Frank Crisp, by Leslie Ward, 1891.

Sir Frank Crisp, 1st Baronet (25 October 1843 in London - 29 April 1919) was an English lawyer and microscopist. Crisp was an enthusiastic member, and sometime officer, of the Royal Microscopical Society. He was generous in his support of the Society, donating furniture, books and instruments in addition to his work on technical publications.[1]

Biography[edit]

He was born on 25 October 1843 in London.

Crisp's mother died when he was three years old and as a result he was brought up by his grandfather, John Filby Childs. He resolved to take up the law and at 16 was articled to a firm of solicitors. He also studied at the University of London, obtaining the degrees of BA in 1864 and LLB in 1865. In 1867 he married Catherine Howes.[1]

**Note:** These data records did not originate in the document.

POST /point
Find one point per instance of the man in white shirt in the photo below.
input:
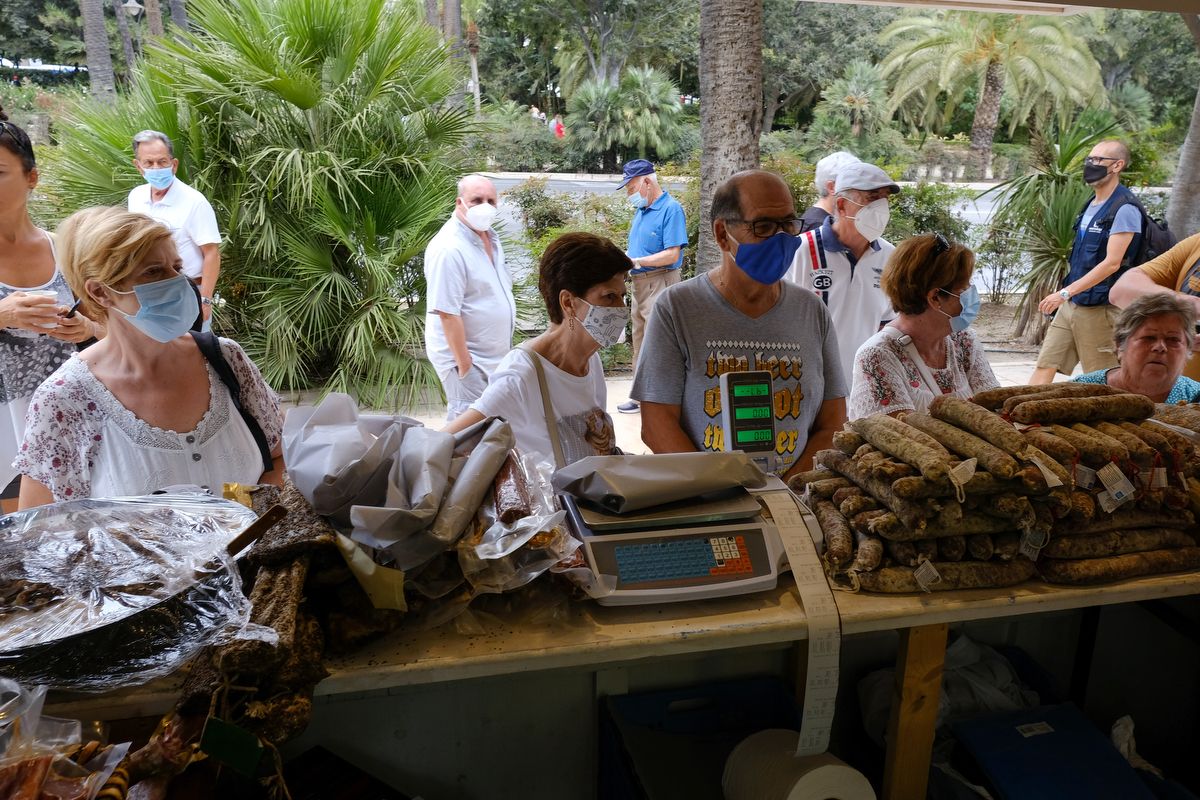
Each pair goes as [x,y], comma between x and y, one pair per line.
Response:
[469,310]
[193,226]
[844,259]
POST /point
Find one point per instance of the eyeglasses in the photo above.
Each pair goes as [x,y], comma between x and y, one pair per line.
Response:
[767,228]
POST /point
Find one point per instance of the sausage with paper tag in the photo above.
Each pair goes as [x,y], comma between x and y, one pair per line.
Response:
[1084,409]
[961,575]
[1119,567]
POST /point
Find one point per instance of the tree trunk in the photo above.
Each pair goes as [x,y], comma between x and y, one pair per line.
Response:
[473,54]
[451,31]
[154,18]
[983,127]
[100,60]
[123,28]
[1183,210]
[179,13]
[730,103]
[769,107]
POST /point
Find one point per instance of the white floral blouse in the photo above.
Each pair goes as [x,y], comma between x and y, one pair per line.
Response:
[82,443]
[886,379]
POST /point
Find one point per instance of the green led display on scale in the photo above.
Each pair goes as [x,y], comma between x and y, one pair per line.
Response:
[751,390]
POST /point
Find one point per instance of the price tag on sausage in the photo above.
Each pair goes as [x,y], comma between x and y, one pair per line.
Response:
[964,470]
[1085,476]
[1158,479]
[927,575]
[1115,482]
[1050,477]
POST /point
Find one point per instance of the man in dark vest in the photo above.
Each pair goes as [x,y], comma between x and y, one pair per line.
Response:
[1105,238]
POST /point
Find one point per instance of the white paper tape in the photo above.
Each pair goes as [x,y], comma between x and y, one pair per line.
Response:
[793,522]
[762,768]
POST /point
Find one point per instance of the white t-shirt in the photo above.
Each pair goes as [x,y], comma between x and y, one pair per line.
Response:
[851,292]
[887,378]
[462,281]
[585,428]
[187,214]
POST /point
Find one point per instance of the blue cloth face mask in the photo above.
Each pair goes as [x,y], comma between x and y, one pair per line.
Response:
[160,178]
[970,301]
[167,308]
[767,260]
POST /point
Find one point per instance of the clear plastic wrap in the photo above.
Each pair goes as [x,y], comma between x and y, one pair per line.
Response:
[45,757]
[102,594]
[501,557]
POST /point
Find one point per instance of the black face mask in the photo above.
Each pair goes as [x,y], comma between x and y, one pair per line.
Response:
[1095,173]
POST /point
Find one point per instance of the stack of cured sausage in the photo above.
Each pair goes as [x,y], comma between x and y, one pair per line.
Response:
[1071,480]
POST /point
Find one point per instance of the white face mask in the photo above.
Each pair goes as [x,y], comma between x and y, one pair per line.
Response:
[481,216]
[605,324]
[871,218]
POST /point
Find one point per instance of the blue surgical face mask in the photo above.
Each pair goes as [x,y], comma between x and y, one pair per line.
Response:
[767,260]
[970,302]
[160,178]
[167,308]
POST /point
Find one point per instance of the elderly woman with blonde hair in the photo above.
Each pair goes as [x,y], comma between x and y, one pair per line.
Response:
[149,405]
[1152,338]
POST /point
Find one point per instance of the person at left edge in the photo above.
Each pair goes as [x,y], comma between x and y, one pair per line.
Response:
[142,408]
[843,260]
[185,211]
[552,386]
[657,239]
[469,310]
[738,317]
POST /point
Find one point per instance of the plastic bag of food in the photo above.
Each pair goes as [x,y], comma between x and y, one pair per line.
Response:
[101,594]
[501,557]
[45,757]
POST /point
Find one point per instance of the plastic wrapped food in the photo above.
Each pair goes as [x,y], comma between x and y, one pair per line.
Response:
[101,594]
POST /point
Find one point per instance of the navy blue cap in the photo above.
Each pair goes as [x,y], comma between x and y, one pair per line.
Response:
[636,168]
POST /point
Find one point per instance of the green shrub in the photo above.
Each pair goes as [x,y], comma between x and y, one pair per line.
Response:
[540,210]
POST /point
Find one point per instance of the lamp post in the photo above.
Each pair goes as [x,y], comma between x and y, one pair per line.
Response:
[135,8]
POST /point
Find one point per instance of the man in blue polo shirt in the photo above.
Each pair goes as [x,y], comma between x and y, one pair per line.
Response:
[657,239]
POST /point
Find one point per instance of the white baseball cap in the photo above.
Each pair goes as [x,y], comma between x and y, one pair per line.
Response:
[864,178]
[829,167]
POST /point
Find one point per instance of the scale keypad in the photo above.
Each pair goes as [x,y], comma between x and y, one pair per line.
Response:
[683,558]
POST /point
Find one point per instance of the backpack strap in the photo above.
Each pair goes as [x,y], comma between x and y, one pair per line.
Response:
[210,348]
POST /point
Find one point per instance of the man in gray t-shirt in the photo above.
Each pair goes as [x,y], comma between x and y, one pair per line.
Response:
[739,317]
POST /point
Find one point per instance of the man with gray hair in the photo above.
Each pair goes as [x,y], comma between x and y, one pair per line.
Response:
[844,259]
[825,179]
[469,308]
[193,226]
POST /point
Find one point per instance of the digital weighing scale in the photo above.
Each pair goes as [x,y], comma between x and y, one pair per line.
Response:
[693,549]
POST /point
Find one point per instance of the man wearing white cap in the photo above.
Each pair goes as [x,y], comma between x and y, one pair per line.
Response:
[844,259]
[825,180]
[469,310]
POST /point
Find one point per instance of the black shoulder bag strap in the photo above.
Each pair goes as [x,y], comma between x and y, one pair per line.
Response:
[211,350]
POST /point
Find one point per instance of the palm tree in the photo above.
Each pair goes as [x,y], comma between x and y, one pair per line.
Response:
[1038,62]
[1183,210]
[1036,214]
[649,112]
[859,96]
[100,60]
[731,106]
[319,131]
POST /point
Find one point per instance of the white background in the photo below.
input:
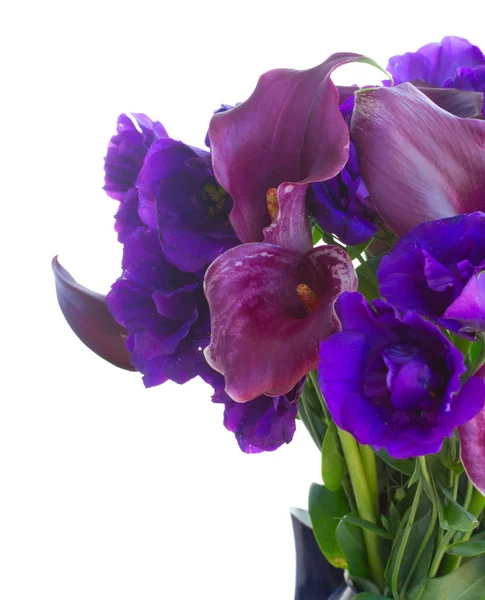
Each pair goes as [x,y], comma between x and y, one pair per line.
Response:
[107,490]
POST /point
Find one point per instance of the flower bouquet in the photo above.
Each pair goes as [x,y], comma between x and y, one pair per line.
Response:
[323,260]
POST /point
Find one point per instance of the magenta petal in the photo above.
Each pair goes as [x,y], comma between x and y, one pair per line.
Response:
[472,439]
[290,229]
[88,316]
[289,130]
[263,340]
[419,162]
[461,103]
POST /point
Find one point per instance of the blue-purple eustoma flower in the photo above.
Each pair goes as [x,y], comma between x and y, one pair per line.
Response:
[436,63]
[394,382]
[124,159]
[437,269]
[419,162]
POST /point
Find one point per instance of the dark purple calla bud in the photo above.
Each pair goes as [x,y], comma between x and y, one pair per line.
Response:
[435,63]
[180,196]
[472,446]
[262,425]
[88,316]
[419,162]
[394,382]
[290,130]
[437,269]
[270,308]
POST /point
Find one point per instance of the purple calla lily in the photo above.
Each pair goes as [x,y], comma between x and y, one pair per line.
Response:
[290,130]
[412,177]
[88,316]
[270,309]
[472,445]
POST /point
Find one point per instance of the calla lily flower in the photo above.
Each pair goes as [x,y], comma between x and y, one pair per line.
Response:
[271,305]
[413,177]
[472,446]
[290,130]
[88,316]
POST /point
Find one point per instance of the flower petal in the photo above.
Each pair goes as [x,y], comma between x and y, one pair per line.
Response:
[289,130]
[263,340]
[412,177]
[88,316]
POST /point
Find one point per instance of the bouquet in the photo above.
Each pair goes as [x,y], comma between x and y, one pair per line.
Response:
[323,260]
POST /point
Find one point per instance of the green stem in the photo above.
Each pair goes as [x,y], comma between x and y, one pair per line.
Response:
[364,503]
[370,468]
[443,545]
[429,531]
[316,386]
[474,503]
[404,539]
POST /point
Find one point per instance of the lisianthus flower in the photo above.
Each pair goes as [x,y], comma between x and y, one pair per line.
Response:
[271,306]
[419,162]
[180,197]
[437,270]
[290,130]
[162,308]
[342,204]
[435,63]
[124,159]
[394,382]
[262,425]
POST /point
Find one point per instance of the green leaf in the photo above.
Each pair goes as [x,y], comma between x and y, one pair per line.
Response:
[333,463]
[351,541]
[394,518]
[370,596]
[418,531]
[316,235]
[472,547]
[326,508]
[363,524]
[405,466]
[466,583]
[456,516]
[355,251]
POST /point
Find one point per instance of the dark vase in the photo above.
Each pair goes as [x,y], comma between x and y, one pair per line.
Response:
[316,578]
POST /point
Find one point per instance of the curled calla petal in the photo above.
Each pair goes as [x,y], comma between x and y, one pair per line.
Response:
[291,228]
[461,103]
[472,441]
[88,316]
[270,309]
[419,162]
[289,130]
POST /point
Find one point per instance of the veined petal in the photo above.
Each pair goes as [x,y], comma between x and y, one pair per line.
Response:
[472,437]
[419,162]
[289,130]
[264,340]
[88,316]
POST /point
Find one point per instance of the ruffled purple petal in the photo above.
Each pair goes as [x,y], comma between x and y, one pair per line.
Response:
[436,62]
[263,338]
[127,150]
[88,316]
[415,178]
[394,382]
[290,130]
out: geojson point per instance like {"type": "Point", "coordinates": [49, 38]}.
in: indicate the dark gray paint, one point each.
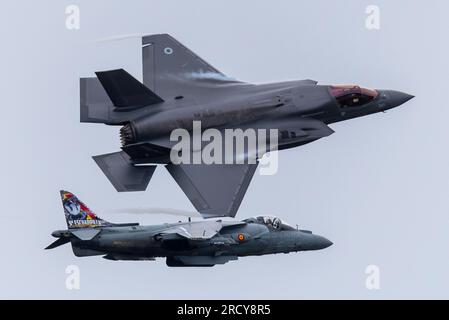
{"type": "Point", "coordinates": [191, 89]}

He qualified as a solicitor in 1869 and his reputation soon grew, acting in many important commercial contracts. He counted several foreign railroad companies and the Imperial Japanese Navy among his clients, and drew up the contract for the cutting of the Cullinan diamond. He received his baronetcy in 1913 for services as legal advisor to the Liberal Party.[1]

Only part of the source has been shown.